The report defines the legal process put in place to make the investigations and the trail a travesty of justice.

It specifically states that “there is a striking harmony between the organizations and mechanisms pointed out here in terms of preparation and perpetration of Dink’s murder, concealing and tampering with evidence after the murder, burying the truth, drawing boundaries and limits how far the trial proceedings could go, and making sure that these boundaries are not crossed.”

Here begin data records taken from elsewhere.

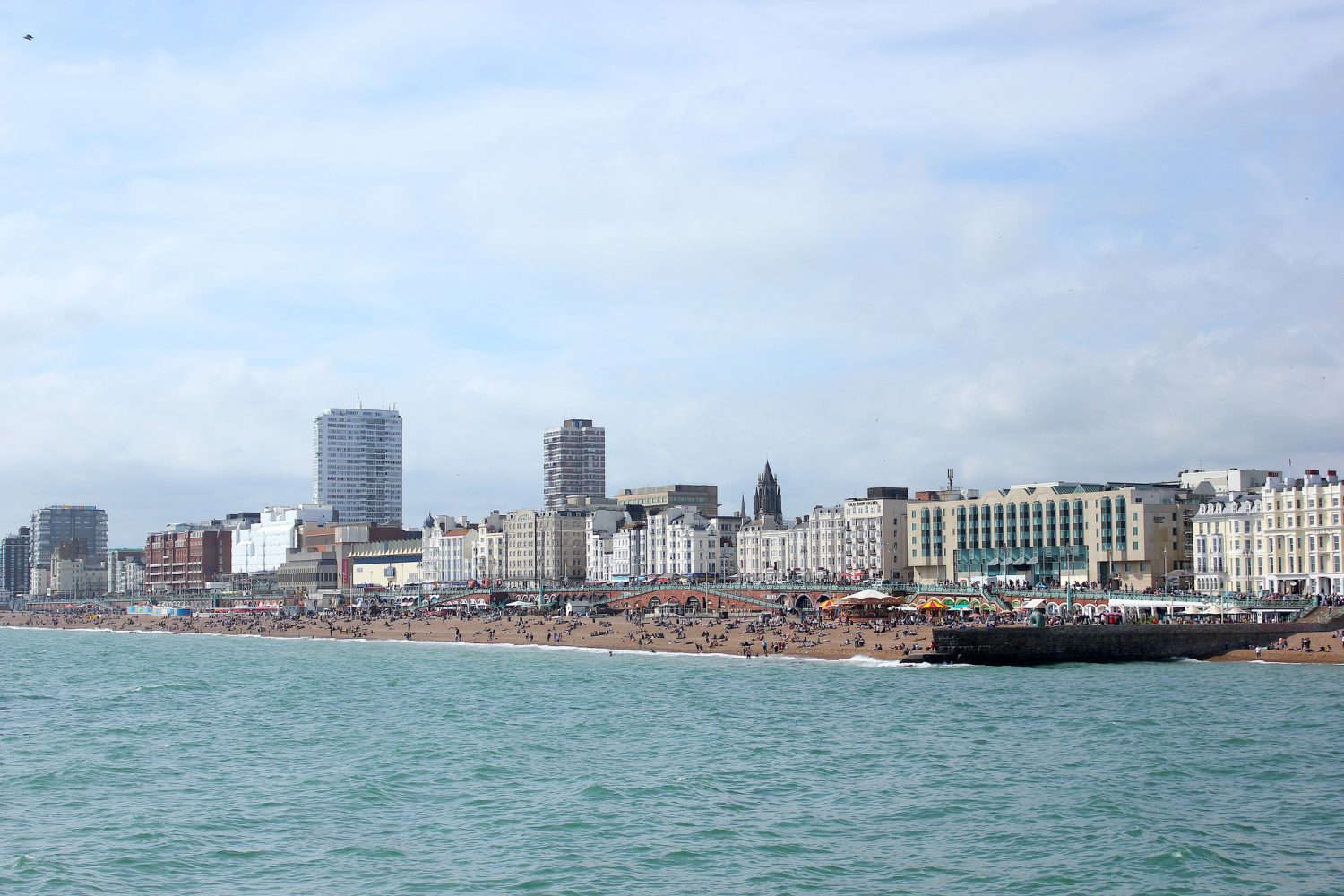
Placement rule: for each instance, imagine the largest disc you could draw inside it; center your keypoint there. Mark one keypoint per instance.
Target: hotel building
(1297, 540)
(1117, 535)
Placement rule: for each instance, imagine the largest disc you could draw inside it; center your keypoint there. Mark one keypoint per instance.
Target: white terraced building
(1297, 543)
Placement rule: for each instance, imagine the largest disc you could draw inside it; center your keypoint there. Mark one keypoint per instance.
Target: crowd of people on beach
(757, 634)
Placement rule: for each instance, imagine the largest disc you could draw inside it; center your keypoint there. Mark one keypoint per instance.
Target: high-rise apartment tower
(358, 463)
(74, 532)
(15, 560)
(573, 462)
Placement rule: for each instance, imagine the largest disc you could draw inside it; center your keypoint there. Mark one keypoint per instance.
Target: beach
(750, 638)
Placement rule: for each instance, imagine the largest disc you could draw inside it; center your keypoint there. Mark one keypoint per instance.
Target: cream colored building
(863, 538)
(387, 564)
(1225, 544)
(1118, 535)
(685, 543)
(489, 555)
(1297, 540)
(547, 546)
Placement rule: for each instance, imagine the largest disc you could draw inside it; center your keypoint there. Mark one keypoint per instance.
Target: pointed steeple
(768, 503)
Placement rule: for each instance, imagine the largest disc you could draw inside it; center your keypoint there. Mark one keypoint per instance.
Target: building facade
(703, 498)
(573, 462)
(185, 559)
(449, 547)
(16, 562)
(125, 571)
(1297, 540)
(72, 532)
(263, 546)
(386, 564)
(1116, 535)
(548, 546)
(680, 541)
(857, 538)
(358, 463)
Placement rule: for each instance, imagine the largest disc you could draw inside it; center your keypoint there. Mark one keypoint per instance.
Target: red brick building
(187, 560)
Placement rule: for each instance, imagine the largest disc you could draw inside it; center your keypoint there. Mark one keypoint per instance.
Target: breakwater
(1107, 643)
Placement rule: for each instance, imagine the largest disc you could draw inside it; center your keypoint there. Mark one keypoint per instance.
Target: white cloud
(1023, 239)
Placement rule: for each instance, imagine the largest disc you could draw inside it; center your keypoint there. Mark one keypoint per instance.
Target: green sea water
(153, 763)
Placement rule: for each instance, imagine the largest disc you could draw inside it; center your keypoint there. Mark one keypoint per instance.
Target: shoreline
(738, 638)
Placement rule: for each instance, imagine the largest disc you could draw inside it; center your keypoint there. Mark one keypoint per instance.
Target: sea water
(136, 763)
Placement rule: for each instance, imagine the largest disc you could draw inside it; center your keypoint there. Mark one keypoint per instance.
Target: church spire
(769, 501)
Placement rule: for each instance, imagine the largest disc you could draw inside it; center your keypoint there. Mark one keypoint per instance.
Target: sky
(867, 241)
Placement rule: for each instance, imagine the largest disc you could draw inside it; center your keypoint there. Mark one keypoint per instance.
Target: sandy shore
(717, 637)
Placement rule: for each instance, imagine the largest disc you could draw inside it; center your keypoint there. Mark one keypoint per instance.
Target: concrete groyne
(1015, 646)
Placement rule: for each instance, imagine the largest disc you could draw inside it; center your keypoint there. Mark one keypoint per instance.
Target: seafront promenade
(754, 638)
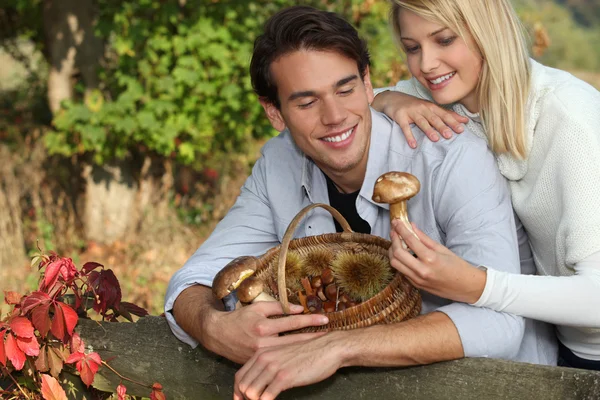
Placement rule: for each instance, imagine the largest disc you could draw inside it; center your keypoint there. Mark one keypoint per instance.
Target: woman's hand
(429, 117)
(436, 269)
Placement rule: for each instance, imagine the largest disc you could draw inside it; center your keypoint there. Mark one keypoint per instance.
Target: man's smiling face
(325, 105)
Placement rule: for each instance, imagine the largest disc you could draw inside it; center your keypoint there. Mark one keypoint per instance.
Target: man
(311, 73)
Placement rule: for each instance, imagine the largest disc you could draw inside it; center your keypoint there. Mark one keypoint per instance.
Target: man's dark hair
(302, 28)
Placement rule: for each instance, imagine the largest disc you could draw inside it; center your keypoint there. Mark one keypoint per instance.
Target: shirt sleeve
(474, 212)
(247, 229)
(562, 300)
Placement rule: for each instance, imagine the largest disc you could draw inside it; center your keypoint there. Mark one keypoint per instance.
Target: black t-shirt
(345, 203)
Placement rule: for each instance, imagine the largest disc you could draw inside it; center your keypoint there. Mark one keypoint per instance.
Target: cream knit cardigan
(556, 195)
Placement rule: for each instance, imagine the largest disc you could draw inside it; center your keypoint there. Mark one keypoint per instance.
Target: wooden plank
(146, 351)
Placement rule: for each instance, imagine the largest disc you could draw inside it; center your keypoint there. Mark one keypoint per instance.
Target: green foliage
(178, 82)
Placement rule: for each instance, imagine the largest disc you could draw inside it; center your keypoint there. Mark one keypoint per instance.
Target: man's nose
(333, 113)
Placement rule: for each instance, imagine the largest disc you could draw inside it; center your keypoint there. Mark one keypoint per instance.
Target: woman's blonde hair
(503, 86)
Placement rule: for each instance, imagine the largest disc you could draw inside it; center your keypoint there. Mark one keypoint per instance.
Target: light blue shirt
(464, 204)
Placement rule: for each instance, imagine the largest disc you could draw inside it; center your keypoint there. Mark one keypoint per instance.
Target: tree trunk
(12, 247)
(71, 46)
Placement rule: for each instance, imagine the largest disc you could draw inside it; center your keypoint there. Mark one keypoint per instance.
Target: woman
(544, 127)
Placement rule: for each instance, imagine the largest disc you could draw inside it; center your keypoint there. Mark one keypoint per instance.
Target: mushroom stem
(263, 297)
(399, 211)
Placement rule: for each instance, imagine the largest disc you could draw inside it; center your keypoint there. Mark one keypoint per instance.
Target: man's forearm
(192, 310)
(423, 340)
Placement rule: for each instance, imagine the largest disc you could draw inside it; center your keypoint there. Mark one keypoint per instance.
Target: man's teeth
(442, 78)
(339, 138)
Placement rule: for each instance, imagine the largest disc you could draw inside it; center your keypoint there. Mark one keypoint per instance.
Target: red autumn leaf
(40, 316)
(14, 353)
(29, 346)
(157, 393)
(51, 389)
(41, 363)
(12, 297)
(90, 266)
(2, 351)
(121, 392)
(106, 286)
(86, 364)
(59, 268)
(77, 345)
(22, 327)
(33, 300)
(55, 361)
(58, 323)
(64, 318)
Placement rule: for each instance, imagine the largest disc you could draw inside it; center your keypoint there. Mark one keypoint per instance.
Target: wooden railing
(148, 352)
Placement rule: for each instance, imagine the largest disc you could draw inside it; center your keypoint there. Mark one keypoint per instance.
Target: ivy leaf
(41, 319)
(12, 298)
(157, 393)
(55, 361)
(51, 389)
(2, 351)
(77, 345)
(14, 353)
(41, 363)
(106, 286)
(64, 317)
(86, 364)
(33, 300)
(29, 346)
(22, 327)
(121, 392)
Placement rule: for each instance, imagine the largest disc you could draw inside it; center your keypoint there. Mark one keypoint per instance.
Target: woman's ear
(273, 114)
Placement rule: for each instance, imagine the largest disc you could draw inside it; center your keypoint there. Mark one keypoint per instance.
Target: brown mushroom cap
(232, 275)
(250, 289)
(393, 187)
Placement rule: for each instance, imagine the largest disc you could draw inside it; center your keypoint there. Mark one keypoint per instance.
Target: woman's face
(441, 60)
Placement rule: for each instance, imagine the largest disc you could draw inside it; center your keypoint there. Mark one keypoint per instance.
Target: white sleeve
(562, 300)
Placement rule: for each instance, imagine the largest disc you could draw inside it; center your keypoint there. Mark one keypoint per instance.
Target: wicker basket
(398, 301)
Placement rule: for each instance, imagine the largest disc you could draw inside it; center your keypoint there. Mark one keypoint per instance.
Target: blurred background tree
(117, 115)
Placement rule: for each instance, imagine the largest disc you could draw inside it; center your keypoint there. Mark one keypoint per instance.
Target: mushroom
(230, 277)
(395, 188)
(251, 290)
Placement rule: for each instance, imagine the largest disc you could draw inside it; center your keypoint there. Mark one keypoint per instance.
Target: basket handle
(281, 286)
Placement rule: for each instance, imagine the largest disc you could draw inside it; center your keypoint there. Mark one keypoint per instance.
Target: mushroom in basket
(236, 277)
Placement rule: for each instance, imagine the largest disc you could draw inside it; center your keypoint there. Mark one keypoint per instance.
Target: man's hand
(238, 334)
(430, 118)
(436, 269)
(275, 369)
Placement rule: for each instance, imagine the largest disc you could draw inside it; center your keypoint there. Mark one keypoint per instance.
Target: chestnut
(321, 295)
(316, 282)
(331, 292)
(329, 306)
(327, 276)
(314, 304)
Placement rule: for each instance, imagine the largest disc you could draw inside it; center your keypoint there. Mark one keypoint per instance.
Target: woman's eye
(447, 41)
(306, 105)
(411, 49)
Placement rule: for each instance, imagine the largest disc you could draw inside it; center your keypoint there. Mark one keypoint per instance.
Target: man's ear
(273, 114)
(368, 86)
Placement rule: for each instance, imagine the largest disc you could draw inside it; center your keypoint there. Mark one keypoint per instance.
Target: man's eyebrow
(428, 35)
(311, 93)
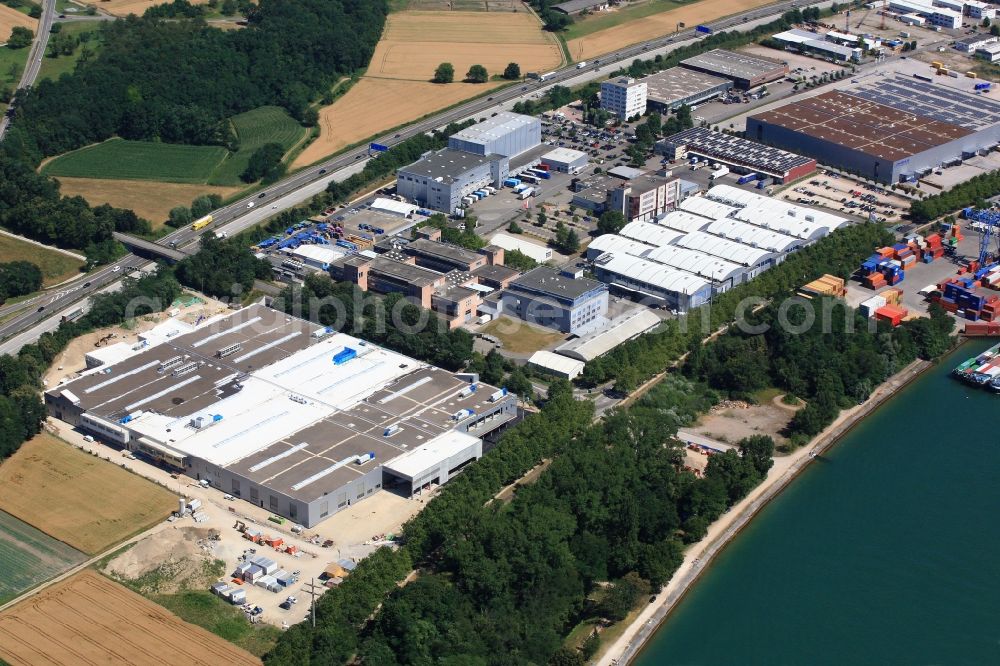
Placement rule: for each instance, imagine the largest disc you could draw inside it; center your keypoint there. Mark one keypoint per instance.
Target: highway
(298, 187)
(35, 55)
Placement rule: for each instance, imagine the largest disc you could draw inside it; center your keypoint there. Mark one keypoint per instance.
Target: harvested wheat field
(149, 199)
(88, 619)
(88, 503)
(126, 7)
(376, 105)
(657, 25)
(11, 18)
(396, 88)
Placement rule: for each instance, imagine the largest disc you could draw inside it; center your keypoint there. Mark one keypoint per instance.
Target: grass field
(11, 18)
(616, 29)
(140, 160)
(268, 124)
(520, 337)
(88, 619)
(56, 266)
(53, 68)
(396, 89)
(77, 498)
(148, 198)
(29, 557)
(126, 7)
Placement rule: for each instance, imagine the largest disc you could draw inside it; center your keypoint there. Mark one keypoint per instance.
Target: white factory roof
(566, 155)
(537, 252)
(110, 354)
(651, 273)
(264, 411)
(414, 463)
(777, 215)
(726, 249)
(652, 234)
(616, 243)
(682, 220)
(692, 261)
(621, 328)
(557, 363)
(319, 253)
(707, 208)
(495, 127)
(754, 236)
(393, 206)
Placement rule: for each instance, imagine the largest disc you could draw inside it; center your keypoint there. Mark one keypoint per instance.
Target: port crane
(988, 221)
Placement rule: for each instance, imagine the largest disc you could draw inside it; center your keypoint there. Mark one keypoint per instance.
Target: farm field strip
(30, 557)
(82, 500)
(91, 619)
(657, 25)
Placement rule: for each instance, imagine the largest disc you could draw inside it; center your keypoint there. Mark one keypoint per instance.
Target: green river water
(884, 551)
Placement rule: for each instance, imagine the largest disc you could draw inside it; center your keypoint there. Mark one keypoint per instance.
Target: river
(884, 551)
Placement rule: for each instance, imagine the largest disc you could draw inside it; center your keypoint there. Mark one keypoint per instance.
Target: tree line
(21, 409)
(504, 582)
(178, 80)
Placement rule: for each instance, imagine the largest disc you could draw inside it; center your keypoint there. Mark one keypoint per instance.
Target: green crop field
(30, 557)
(139, 160)
(268, 124)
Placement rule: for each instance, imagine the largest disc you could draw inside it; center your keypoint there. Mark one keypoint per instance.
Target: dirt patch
(10, 19)
(149, 199)
(731, 421)
(126, 7)
(373, 105)
(84, 501)
(396, 88)
(658, 25)
(88, 619)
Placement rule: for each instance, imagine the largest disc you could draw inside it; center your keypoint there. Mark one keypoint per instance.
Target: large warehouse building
(477, 156)
(739, 154)
(891, 129)
(290, 416)
(710, 245)
(677, 86)
(744, 70)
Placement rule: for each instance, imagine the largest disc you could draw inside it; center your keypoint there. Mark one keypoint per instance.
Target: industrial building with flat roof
(677, 86)
(744, 70)
(507, 134)
(292, 417)
(739, 154)
(545, 297)
(891, 129)
(712, 244)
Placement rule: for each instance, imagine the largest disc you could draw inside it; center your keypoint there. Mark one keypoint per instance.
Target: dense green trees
(222, 268)
(264, 163)
(444, 73)
(18, 278)
(177, 80)
(21, 408)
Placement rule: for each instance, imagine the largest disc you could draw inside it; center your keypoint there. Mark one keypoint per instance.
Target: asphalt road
(35, 56)
(299, 187)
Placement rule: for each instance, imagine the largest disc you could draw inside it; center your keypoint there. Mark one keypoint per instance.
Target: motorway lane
(302, 185)
(36, 54)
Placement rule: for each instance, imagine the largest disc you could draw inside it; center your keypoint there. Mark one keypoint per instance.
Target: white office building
(624, 97)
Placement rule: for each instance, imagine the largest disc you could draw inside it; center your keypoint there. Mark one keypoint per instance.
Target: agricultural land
(151, 178)
(84, 501)
(126, 7)
(29, 557)
(396, 88)
(604, 32)
(11, 18)
(56, 266)
(88, 619)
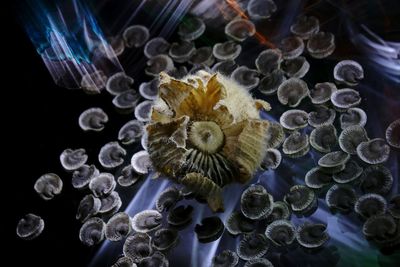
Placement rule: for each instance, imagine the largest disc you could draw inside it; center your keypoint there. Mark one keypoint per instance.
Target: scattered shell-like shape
(291, 47)
(275, 135)
(281, 233)
(118, 227)
(157, 64)
(93, 83)
(48, 185)
(181, 52)
(321, 116)
(280, 211)
(394, 206)
(312, 235)
(296, 67)
(261, 9)
(93, 119)
(353, 116)
(341, 198)
(237, 224)
(202, 56)
(140, 162)
(294, 119)
(111, 203)
(180, 216)
(119, 83)
(348, 72)
(146, 221)
(191, 28)
(350, 173)
(321, 44)
(252, 246)
(376, 179)
(30, 226)
(345, 98)
(210, 229)
(292, 91)
(128, 176)
(301, 199)
(255, 202)
(143, 110)
(83, 175)
(374, 151)
(137, 246)
(333, 159)
(305, 26)
(296, 145)
(155, 47)
(261, 262)
(165, 239)
(226, 258)
(240, 29)
(351, 137)
(225, 67)
(72, 159)
(248, 78)
(369, 205)
(124, 262)
(126, 100)
(270, 82)
(321, 93)
(92, 231)
(130, 132)
(228, 50)
(316, 178)
(168, 199)
(272, 159)
(136, 35)
(111, 155)
(393, 134)
(88, 207)
(268, 60)
(324, 138)
(103, 184)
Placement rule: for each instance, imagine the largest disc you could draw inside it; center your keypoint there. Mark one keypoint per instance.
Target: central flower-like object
(206, 132)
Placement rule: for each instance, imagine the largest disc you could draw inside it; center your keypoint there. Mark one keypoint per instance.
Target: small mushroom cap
(48, 185)
(281, 233)
(210, 229)
(155, 47)
(374, 151)
(247, 78)
(294, 119)
(118, 227)
(292, 91)
(130, 132)
(111, 155)
(146, 221)
(93, 119)
(349, 72)
(119, 83)
(252, 246)
(321, 44)
(393, 134)
(103, 184)
(30, 226)
(92, 231)
(136, 35)
(72, 159)
(305, 26)
(240, 29)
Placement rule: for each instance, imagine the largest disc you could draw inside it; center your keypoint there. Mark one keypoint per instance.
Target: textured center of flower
(206, 136)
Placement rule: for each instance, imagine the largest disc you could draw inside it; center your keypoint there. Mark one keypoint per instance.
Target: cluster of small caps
(278, 72)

Page after page, facts are brought up how the prosecution has diverted the case from its main course. The sensational stories divulged by the Turkish press brings convincing evidences that the Turkish legal system has worked and continues to work hand-in-hand with the security forces and criminal world. Just recently, one of the Ergenekon operatives, Tounjay Gunay, has made sensational revelations in an interview published in the Turkish paper Takvim, where he points his finger to the “Deep State” in organizing the assassination attempt of Pope John Paul II and even to the ASALA operations which killed some 70 Turkish diplomats. Although the latter story takes the wind of out the legend of the ASALA, Gunay’s tale focuses on Abdulla Cetin, who was mysteriously killed in the Sour-Sourluk accident, while in the service of Kenan Evran’s government for organizing terrorist acts, for and against Turkey’s interest to create scapegoats. The web of the mystery is too tangled to learn the entire truth about the workings of the “Deep State” but every day bits and pieces are brought to light helping to form the entire story one day. If anything, all these stories point to one thing that Turkey is not yet out of the woods and mysteries may continues to fuel speculations.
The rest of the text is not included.